PCQM4Mv2 sdf problem - Githubissues

PierreHao commented 2 years ago

HI, I try to get the mol from pcqm4m-v2-train.sdf, and compare the structure with mol from rdkit.Chem.MolFromSmiles, for example: obabel -ixyz 1.xyz -osmi -O 1.smi, we get the smiles CC(=O)N(C)/C=C/c1ccc(cc1OC)OC, but origin is COc1cc(OC)ccc1/C=C/N(C(=O)C)C then I do gnn inference with these two graphs, the final result is a little different。 it seems that 2D graph is not the same? btw sdf does not provide xyz of H like pcqm4m-v2_xyz.zip ?

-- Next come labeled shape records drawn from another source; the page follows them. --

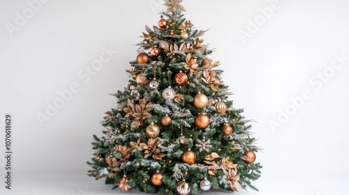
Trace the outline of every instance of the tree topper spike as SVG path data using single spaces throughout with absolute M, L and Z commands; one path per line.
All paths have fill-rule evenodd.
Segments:
M 183 0 L 164 0 L 164 5 L 168 7 L 166 13 L 170 13 L 176 10 L 181 10 L 185 12 L 186 9 L 182 6 L 179 5 Z

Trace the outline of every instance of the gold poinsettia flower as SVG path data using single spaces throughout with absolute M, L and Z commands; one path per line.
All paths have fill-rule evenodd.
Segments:
M 239 180 L 240 175 L 237 175 L 237 171 L 234 169 L 229 169 L 228 173 L 225 173 L 225 177 L 228 182 L 230 185 L 230 187 L 233 191 L 237 192 L 237 187 L 240 185 Z
M 209 86 L 214 91 L 219 91 L 218 85 L 222 84 L 223 81 L 217 78 L 216 71 L 205 70 L 203 75 L 202 81 L 207 84 L 207 86 Z
M 162 159 L 162 157 L 165 157 L 166 154 L 161 153 L 160 149 L 156 148 L 158 146 L 161 146 L 163 142 L 157 139 L 149 139 L 148 140 L 148 145 L 144 143 L 140 143 L 140 147 L 138 150 L 141 151 L 144 151 L 144 158 L 148 158 L 151 156 L 153 158 L 156 159 Z
M 143 123 L 146 123 L 148 118 L 151 116 L 148 111 L 153 109 L 153 102 L 147 104 L 147 98 L 144 98 L 139 100 L 138 104 L 134 104 L 131 100 L 127 100 L 127 107 L 124 108 L 123 111 L 126 114 L 124 118 L 133 116 L 135 118 L 131 124 L 131 127 L 137 127 Z
M 186 70 L 189 70 L 193 75 L 197 75 L 199 74 L 198 70 L 195 70 L 199 65 L 197 63 L 195 58 L 191 58 L 191 54 L 186 54 L 186 62 L 181 62 L 180 63 L 184 64 L 184 68 Z

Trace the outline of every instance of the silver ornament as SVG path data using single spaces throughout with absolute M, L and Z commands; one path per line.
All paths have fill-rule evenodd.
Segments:
M 205 178 L 200 182 L 200 188 L 204 191 L 207 191 L 211 188 L 211 182 L 207 178 Z
M 173 100 L 175 93 L 174 90 L 173 90 L 171 86 L 169 86 L 163 91 L 163 98 L 166 100 Z
M 151 89 L 151 90 L 158 89 L 159 86 L 160 86 L 160 84 L 155 78 L 149 83 L 149 87 L 150 87 L 150 89 Z

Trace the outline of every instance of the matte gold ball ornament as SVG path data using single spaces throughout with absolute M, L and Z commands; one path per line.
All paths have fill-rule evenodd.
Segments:
M 194 164 L 195 159 L 196 155 L 194 152 L 191 151 L 190 148 L 181 155 L 181 162 L 184 163 Z
M 228 111 L 227 105 L 221 101 L 216 102 L 214 107 L 216 108 L 216 112 L 218 114 L 223 114 Z
M 126 176 L 124 176 L 121 179 L 119 180 L 117 182 L 117 186 L 119 188 L 124 192 L 130 190 L 132 187 L 129 186 L 127 182 L 128 182 L 128 178 Z
M 181 195 L 186 195 L 191 192 L 191 184 L 185 180 L 179 182 L 177 185 L 177 192 Z
M 186 73 L 179 71 L 174 76 L 174 82 L 179 86 L 184 86 L 188 84 L 188 75 Z
M 165 28 L 166 26 L 168 26 L 168 22 L 166 21 L 166 20 L 162 18 L 158 22 L 158 26 L 161 28 Z
M 153 47 L 150 50 L 150 54 L 151 55 L 151 56 L 157 57 L 160 55 L 160 52 L 161 50 L 158 47 Z
M 223 134 L 225 136 L 230 136 L 232 134 L 232 127 L 229 124 L 226 124 L 223 127 Z
M 209 104 L 209 98 L 207 98 L 207 96 L 199 92 L 199 93 L 194 97 L 193 103 L 195 107 L 203 109 Z
M 151 176 L 151 182 L 155 185 L 161 185 L 163 184 L 163 173 L 159 173 L 159 171 L 157 171 L 156 173 Z
M 168 115 L 165 115 L 161 118 L 161 124 L 164 126 L 168 126 L 171 125 L 171 123 L 172 122 L 172 119 L 171 117 L 168 116 Z
M 149 62 L 149 56 L 147 53 L 140 53 L 137 56 L 138 63 L 148 63 Z
M 199 114 L 195 119 L 195 124 L 199 129 L 206 129 L 209 126 L 209 118 L 207 115 Z
M 244 154 L 245 157 L 245 162 L 247 164 L 252 164 L 255 160 L 255 154 L 251 150 L 246 150 Z
M 148 77 L 144 76 L 142 73 L 140 73 L 135 77 L 135 81 L 138 84 L 144 86 L 148 82 Z
M 160 134 L 160 127 L 154 123 L 151 123 L 151 124 L 145 129 L 145 133 L 151 138 L 155 138 Z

weihua916 commented 2 years ago

Hi! Why did you use 1.xyz? You should not use pcqm4m-v2_xyz.zip because it is outdated. Did you use pcqm4m-v2-train.sdf?

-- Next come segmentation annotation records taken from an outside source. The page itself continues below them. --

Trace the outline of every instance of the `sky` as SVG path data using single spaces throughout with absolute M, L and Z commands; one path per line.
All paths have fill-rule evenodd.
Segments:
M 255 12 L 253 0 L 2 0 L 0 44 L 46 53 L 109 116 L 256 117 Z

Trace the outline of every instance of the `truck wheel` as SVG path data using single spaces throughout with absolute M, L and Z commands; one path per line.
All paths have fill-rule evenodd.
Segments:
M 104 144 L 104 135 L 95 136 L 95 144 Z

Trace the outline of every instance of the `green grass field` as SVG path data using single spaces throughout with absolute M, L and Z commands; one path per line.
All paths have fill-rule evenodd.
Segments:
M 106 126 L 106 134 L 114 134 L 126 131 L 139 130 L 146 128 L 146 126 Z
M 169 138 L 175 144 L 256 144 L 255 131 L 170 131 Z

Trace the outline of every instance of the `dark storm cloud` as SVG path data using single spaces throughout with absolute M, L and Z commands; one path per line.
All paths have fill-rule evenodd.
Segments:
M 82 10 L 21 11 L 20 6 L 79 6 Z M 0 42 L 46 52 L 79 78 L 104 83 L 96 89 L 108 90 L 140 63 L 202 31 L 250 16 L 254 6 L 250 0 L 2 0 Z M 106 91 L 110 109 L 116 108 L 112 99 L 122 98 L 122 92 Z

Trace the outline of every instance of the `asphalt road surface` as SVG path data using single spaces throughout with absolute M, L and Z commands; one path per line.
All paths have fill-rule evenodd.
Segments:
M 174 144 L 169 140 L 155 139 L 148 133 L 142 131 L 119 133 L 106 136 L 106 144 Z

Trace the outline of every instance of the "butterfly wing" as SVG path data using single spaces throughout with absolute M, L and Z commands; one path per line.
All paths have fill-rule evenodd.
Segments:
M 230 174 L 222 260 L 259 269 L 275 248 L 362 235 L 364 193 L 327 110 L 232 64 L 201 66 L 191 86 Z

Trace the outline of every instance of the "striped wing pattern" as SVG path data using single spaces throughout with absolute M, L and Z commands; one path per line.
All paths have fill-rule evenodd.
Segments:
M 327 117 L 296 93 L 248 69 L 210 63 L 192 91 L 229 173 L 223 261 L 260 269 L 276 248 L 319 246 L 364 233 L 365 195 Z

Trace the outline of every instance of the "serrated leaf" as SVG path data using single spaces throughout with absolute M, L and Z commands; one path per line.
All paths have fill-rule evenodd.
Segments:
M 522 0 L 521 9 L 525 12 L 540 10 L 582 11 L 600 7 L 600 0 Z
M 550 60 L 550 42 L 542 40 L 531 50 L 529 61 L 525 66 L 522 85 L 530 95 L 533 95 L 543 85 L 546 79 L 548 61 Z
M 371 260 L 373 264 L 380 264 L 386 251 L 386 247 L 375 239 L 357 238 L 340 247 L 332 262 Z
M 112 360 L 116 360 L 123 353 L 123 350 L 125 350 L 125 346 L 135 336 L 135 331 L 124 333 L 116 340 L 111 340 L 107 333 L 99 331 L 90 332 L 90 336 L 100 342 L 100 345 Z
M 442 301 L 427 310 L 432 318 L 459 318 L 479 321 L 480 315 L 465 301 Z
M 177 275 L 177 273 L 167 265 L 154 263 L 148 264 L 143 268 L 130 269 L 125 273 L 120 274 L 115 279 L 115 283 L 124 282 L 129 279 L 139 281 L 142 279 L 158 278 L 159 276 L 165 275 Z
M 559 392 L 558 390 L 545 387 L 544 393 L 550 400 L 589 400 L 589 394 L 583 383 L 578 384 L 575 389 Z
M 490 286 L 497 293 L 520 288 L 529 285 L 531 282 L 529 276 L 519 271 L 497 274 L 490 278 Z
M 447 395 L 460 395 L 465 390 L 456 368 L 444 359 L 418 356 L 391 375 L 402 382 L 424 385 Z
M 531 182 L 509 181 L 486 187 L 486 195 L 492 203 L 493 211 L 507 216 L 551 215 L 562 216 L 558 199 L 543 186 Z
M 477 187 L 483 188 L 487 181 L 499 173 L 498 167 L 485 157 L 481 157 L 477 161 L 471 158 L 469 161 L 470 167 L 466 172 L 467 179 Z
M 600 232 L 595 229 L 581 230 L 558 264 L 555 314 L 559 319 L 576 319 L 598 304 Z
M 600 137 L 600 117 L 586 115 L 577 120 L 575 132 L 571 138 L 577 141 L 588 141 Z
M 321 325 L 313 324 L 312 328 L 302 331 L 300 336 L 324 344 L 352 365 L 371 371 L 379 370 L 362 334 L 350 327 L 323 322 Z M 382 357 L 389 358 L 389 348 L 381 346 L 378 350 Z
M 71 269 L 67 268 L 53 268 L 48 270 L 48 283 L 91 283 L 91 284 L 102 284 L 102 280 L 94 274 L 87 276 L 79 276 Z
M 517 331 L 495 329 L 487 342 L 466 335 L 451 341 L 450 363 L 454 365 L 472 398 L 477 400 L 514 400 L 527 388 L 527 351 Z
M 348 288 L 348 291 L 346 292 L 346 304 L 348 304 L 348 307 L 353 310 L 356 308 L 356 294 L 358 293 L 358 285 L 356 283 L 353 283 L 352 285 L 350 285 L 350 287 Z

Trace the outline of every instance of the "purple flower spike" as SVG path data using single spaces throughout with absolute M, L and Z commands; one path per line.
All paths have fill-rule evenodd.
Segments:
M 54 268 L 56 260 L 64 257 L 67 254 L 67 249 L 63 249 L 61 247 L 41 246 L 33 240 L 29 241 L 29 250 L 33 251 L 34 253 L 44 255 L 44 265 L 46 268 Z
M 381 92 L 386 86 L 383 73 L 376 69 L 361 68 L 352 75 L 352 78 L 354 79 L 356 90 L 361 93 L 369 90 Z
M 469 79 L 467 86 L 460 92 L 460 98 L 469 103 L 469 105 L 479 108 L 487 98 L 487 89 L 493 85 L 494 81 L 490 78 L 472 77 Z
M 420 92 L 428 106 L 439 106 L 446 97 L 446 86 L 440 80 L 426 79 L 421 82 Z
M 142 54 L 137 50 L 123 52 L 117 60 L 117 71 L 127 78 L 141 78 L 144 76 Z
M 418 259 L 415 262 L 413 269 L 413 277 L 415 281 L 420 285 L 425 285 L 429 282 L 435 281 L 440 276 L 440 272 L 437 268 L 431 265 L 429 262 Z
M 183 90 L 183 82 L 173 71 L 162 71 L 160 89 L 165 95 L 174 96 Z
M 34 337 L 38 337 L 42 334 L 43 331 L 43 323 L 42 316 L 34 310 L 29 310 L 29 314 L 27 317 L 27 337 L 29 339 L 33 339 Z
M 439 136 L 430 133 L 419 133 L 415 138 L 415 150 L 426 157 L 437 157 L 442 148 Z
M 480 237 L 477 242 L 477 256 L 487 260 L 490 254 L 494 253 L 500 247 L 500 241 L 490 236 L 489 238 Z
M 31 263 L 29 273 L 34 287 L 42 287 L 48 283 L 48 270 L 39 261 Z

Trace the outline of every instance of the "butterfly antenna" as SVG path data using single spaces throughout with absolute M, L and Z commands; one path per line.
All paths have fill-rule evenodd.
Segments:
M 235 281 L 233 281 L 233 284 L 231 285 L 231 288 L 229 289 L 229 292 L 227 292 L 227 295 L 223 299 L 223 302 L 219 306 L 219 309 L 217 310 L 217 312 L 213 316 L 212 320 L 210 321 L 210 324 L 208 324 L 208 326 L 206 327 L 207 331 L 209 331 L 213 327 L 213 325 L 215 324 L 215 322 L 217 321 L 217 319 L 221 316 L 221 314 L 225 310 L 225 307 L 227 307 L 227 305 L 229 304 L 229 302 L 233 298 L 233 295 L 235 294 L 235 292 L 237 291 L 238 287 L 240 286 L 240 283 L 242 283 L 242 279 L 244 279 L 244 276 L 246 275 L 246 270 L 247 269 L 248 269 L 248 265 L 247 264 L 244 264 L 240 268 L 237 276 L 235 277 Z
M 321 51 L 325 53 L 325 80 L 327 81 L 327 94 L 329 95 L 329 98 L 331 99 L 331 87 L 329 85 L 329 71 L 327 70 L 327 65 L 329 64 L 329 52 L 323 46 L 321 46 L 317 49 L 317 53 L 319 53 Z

weihua916 commented 2 years ago

You should be able to reproduce the 2D graph by

from rdkit import Chem

suppl = Chem.SDMolSupplier('pcqm4m-v2-train.sdf')
for idx, mol in enumerate(suppl):
    print(f'{idx}-th rdkit mol obj: {mol}')

See here for more details.

PierreHao commented 2 years ago

@weihua916 thank you for your reply，I have also tried pcqm4m-v2-train.sdf，but this one does not provide atom H。And inference result with the 2d graph of pcqm4m-v2-train.sdf is a little different from the origin data.csv.gz (parts are the same)。I am doing debug to find the reason now, do you find the same problem?

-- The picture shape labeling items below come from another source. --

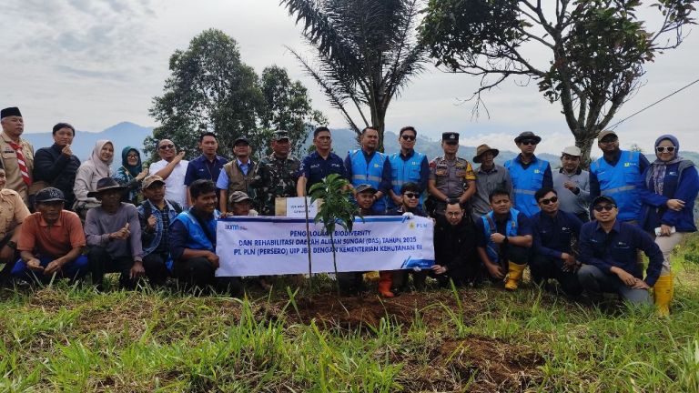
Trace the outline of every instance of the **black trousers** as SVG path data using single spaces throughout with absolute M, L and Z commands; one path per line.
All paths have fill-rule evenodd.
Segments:
M 7 234 L 3 237 L 3 239 L 0 240 L 0 248 L 4 247 L 7 242 L 10 241 L 10 238 L 12 238 L 12 234 Z M 5 261 L 5 266 L 3 267 L 3 269 L 0 270 L 0 281 L 10 278 L 10 272 L 12 271 L 12 268 L 15 267 L 15 262 L 16 262 L 17 259 L 19 259 L 19 253 L 15 250 L 15 254 L 13 254 L 9 260 Z M 0 263 L 2 262 L 0 261 Z
M 152 286 L 158 287 L 165 285 L 170 271 L 167 270 L 166 262 L 167 262 L 167 253 L 152 253 L 143 257 L 143 268 L 146 270 L 146 277 Z
M 561 285 L 566 295 L 576 297 L 582 293 L 582 286 L 574 272 L 562 270 L 562 266 L 555 259 L 541 255 L 534 256 L 529 268 L 534 282 L 553 278 Z
M 174 274 L 187 289 L 208 293 L 211 289 L 237 297 L 242 293 L 240 277 L 217 277 L 216 268 L 204 257 L 179 259 L 175 262 Z
M 92 283 L 97 287 L 97 290 L 104 289 L 105 274 L 119 273 L 119 287 L 134 289 L 136 280 L 129 278 L 129 271 L 134 266 L 134 258 L 130 256 L 112 257 L 106 248 L 95 246 L 87 252 L 89 271 L 92 276 Z

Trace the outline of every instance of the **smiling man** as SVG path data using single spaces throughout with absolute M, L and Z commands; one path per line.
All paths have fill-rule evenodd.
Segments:
M 650 305 L 648 290 L 660 277 L 663 252 L 638 226 L 618 219 L 619 206 L 612 196 L 594 198 L 593 211 L 596 221 L 580 231 L 581 285 L 594 302 L 612 292 L 628 302 Z M 636 263 L 639 249 L 649 258 L 645 279 Z
M 34 146 L 21 136 L 25 132 L 25 120 L 16 106 L 0 111 L 0 159 L 3 161 L 7 188 L 16 191 L 26 206 L 29 204 L 29 187 L 34 182 Z
M 36 213 L 22 224 L 17 250 L 21 259 L 15 264 L 15 278 L 49 282 L 58 277 L 76 279 L 87 272 L 84 256 L 85 233 L 76 214 L 64 210 L 66 198 L 57 188 L 47 187 L 36 193 Z

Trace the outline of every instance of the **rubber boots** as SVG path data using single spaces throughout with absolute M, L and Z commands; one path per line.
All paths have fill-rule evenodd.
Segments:
M 379 272 L 379 293 L 384 297 L 393 297 L 393 292 L 390 291 L 390 286 L 393 284 L 393 272 L 384 270 Z
M 655 297 L 655 311 L 659 316 L 670 315 L 670 303 L 674 293 L 674 275 L 661 276 L 653 287 L 653 297 Z
M 517 283 L 522 279 L 522 274 L 524 273 L 524 267 L 526 265 L 517 265 L 514 262 L 508 262 L 507 281 L 505 282 L 505 289 L 515 290 L 517 289 Z

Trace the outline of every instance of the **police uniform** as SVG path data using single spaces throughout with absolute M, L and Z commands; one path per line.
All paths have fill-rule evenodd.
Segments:
M 459 141 L 459 134 L 444 133 L 442 141 Z M 449 198 L 458 198 L 468 188 L 468 181 L 476 180 L 476 174 L 471 163 L 461 157 L 448 160 L 444 156 L 438 156 L 430 162 L 430 179 L 433 179 L 435 186 Z M 437 200 L 433 196 L 430 196 L 434 205 L 434 212 L 444 214 L 446 202 Z

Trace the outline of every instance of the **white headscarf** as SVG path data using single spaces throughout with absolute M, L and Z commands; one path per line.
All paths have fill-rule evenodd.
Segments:
M 104 147 L 106 144 L 111 144 L 112 148 L 114 148 L 114 143 L 112 143 L 112 141 L 107 139 L 100 139 L 96 144 L 95 144 L 95 148 L 92 149 L 92 156 L 90 156 L 90 157 L 87 159 L 88 161 L 92 161 L 92 165 L 95 166 L 95 171 L 97 173 L 97 175 L 99 175 L 98 178 L 109 177 L 111 176 L 109 166 L 112 165 L 112 161 L 114 161 L 114 155 L 112 155 L 112 157 L 109 158 L 108 162 L 104 162 L 99 157 L 99 153 L 102 151 L 102 147 Z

weihua916 commented 2 years ago

Correct, we do not provide atom H for some chemistry reason (@nakatamaho can elaborate).

And yes, it is a known issue that some 2D graphs of pcqm4m-v2-train.sdf are different. Here, we wrote "Known issue: A very small number of training molecules (around 46 out of 3,378,606) have 2D graph structures that are inconsistent with the ones calculated from SMILES. These molecules often involve Si atom(s). For the rest of the training molecules, the 2D graphs constructed from SDF and SMILES are identical (even though the atom-to-atom correspondence is not available)."

PierreHao commented 2 years ago

I have read your description carefully before. Now, I find that we get different gnn inference result with the first molecular on 2D graph (which does not have Si)。Maybe it's a code problem, I'll check again.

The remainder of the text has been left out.